Mit meinen bescheidenen Hilfsmitteln, ein selbst gebautes Fernrohr mit einem Zeissobjektiv 50 x 550 und einem Schutzfilter aus Alufolie, beobachte ich seit vielen Jahren die SF stochastisch. Seit 2006 versuche ich eine hinreichend lückenlose Aufzeichnung der SF – Aktivität aufzuzeichnen.
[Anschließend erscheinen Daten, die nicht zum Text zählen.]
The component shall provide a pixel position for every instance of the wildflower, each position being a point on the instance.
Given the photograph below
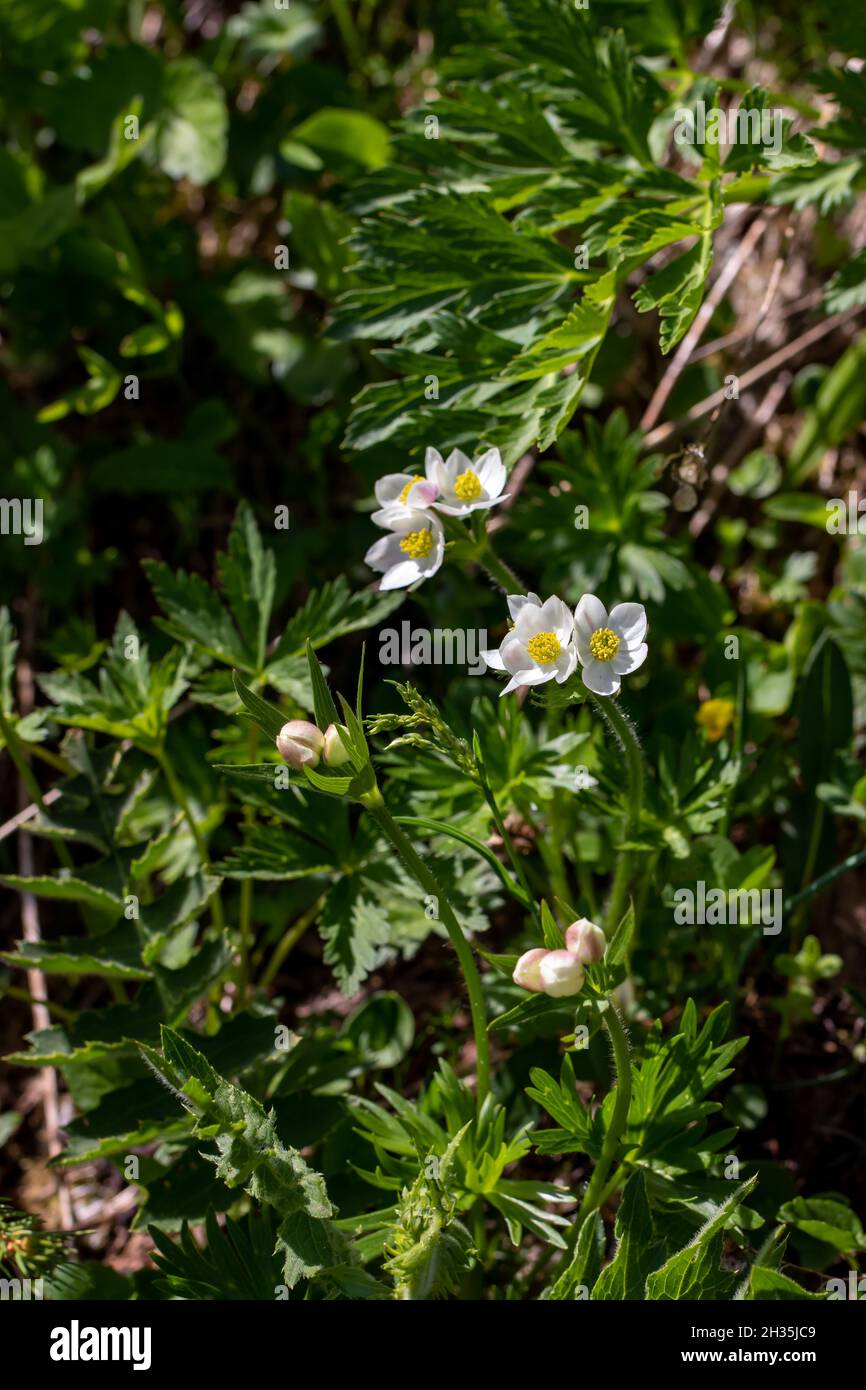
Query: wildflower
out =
(466, 487)
(300, 744)
(609, 645)
(715, 717)
(335, 749)
(540, 647)
(413, 551)
(401, 492)
(562, 973)
(585, 941)
(527, 972)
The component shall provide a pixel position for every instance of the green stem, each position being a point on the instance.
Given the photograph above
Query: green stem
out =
(628, 741)
(815, 840)
(499, 571)
(599, 1187)
(25, 772)
(428, 881)
(291, 938)
(826, 879)
(509, 848)
(180, 797)
(246, 891)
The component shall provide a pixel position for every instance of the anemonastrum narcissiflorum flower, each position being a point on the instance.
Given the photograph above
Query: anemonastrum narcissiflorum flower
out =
(540, 647)
(585, 941)
(413, 551)
(609, 645)
(300, 744)
(466, 487)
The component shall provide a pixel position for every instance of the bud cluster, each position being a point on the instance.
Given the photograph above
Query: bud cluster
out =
(560, 973)
(302, 744)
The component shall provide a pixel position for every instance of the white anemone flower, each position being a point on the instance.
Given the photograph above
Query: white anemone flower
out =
(609, 645)
(540, 647)
(466, 487)
(413, 551)
(402, 492)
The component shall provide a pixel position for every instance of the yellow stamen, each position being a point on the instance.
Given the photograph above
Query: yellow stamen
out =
(715, 716)
(410, 485)
(467, 487)
(603, 644)
(417, 544)
(544, 648)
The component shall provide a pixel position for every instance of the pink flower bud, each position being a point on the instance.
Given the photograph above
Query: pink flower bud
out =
(300, 742)
(527, 969)
(585, 941)
(560, 975)
(335, 749)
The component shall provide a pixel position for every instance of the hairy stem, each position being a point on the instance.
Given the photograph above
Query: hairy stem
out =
(634, 759)
(599, 1189)
(428, 881)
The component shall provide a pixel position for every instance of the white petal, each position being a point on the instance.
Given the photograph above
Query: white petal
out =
(565, 666)
(491, 473)
(388, 489)
(628, 659)
(628, 622)
(590, 615)
(433, 463)
(401, 576)
(599, 677)
(558, 619)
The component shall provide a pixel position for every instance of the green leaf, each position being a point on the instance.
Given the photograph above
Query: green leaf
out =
(268, 719)
(192, 129)
(826, 710)
(624, 1278)
(694, 1272)
(323, 701)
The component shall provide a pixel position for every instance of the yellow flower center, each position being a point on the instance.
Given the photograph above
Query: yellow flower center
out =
(715, 717)
(467, 487)
(544, 648)
(417, 544)
(603, 644)
(409, 487)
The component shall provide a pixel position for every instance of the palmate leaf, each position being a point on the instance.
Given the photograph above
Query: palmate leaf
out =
(624, 1278)
(694, 1272)
(250, 1155)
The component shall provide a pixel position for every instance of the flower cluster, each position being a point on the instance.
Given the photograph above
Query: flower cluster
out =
(546, 641)
(560, 973)
(410, 506)
(302, 744)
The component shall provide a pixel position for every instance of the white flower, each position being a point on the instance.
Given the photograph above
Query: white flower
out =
(402, 492)
(527, 970)
(585, 941)
(609, 645)
(562, 975)
(300, 742)
(462, 485)
(413, 551)
(540, 647)
(335, 751)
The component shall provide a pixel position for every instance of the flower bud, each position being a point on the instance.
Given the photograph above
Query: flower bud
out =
(335, 749)
(527, 969)
(300, 742)
(585, 941)
(560, 975)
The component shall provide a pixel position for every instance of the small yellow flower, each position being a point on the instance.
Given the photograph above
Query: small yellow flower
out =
(715, 717)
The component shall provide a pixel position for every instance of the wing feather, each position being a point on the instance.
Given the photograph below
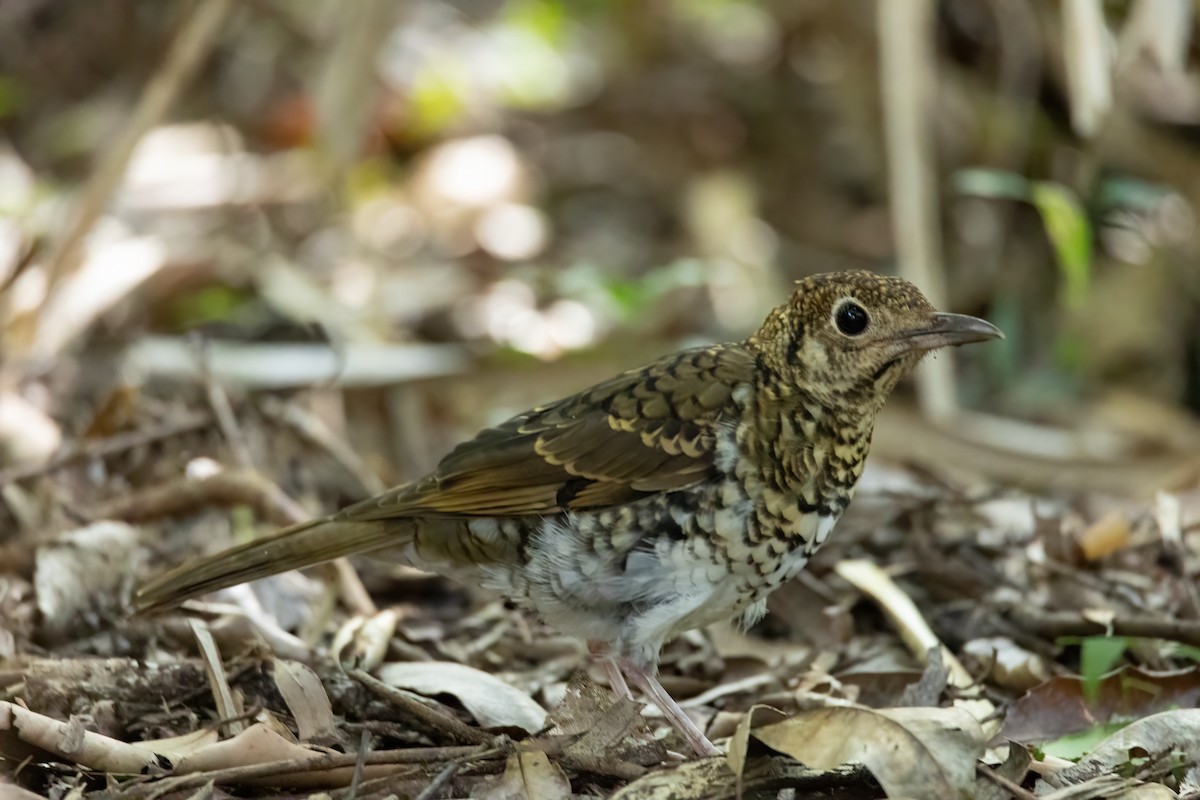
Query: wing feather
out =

Vielleicht gelingt es mir, jetzt als Rentner mit genügend Zeit für Beobachtungen tagsüber, einen kompletten Zyklus zu beobachten (beim Übergang zum 25. Zyklus wäre ich dann 74 Jahre alt).

 

 

Die Relativzahl (R) wird aus der Anzahl von Fleckengruppen (g) und der Anzahl der Einzelflecken ( f ) nach der Formel: R = (10g + f) * k berechnet. k ist ein Faktor zum Ausgleich der Beobachtungsunterschiede verwendeter Fernrohre.

 

Diese beiden Fotos zeigen einen Anblick der Sonnenoberfläche mit Sonnenflecken durch mein Fernrohr (50X550).

 

 

SF 25.10.2014                                       Sonne am 21.04.2012

 

 

 

 

 

 

 

 

 

SF-Relativzahl ( R ), Mittelwerte pro Jahr ab 2006

 

Die einzelnen Beobachtungswerte und deren Zusammenfassung zu Monatsergebnissen seit dem Jahr 2006 werden hier aus Platzgründen nicht mehr vorgestellt. Der Verlauf der beobachteten Sonnenaktivität kann aus der Mittelwertskurve über die einzelnen Jahre abgelesen werden.

 

 

 

 

 

 

 

 

Monatswerte des Jahres 2018

 

 

 

 

 

Monatswerte des Jahres 2019

 

 

 

Januar: Nur 8 Beobachtungen waren wegen häufiger Bewölkung möglich, an 6 Tagen konnten mit dem verwendeten Gerät (50x550)  keine Sonnenflecken erkannt werden. Mit R Mittelwert = 5,88 ist ein sehr geringer Wert registriert.

 

Februar: 12 Einzelbeobachtungen, alle Tage fleckenfrei

 

März:  13 Einzelbeobachtungen, davon 7 ohne SF

Leichter Anstieg der Aktivität, R max = 27 jedoch noch immer eine sehr geringe Zahl

 

April: 17 Einzelbeobachtungen, 8 x keine SF

        Am 08.04.2019 trat ein großer Einzelfleck auf

        geringe Aktivität

 

Mai: immer noch eine geringe SF-Aktivität. Beobachtungen ohne SF: 6

14 Einzelbeobachtungen

 

Juni: per 30.06.2019 sind seit 42 Tagen mit meinem Instrument (50x550) keine SF zu  registrieren gewesen. Die Fachsternwarten haben an einigen Tagen winzige Poren gesehen. Die Relativzahl ist in diesem Monat = 0

18 Einzelbeobachtungen     

 

Juli: 12 Einzelbeobachtungen – keine SF beobachtet. Seit 18.05.2019 mit meinem 50x550 keine SF erkannt. Der 24. Zyklus ist offenbar zu Ende.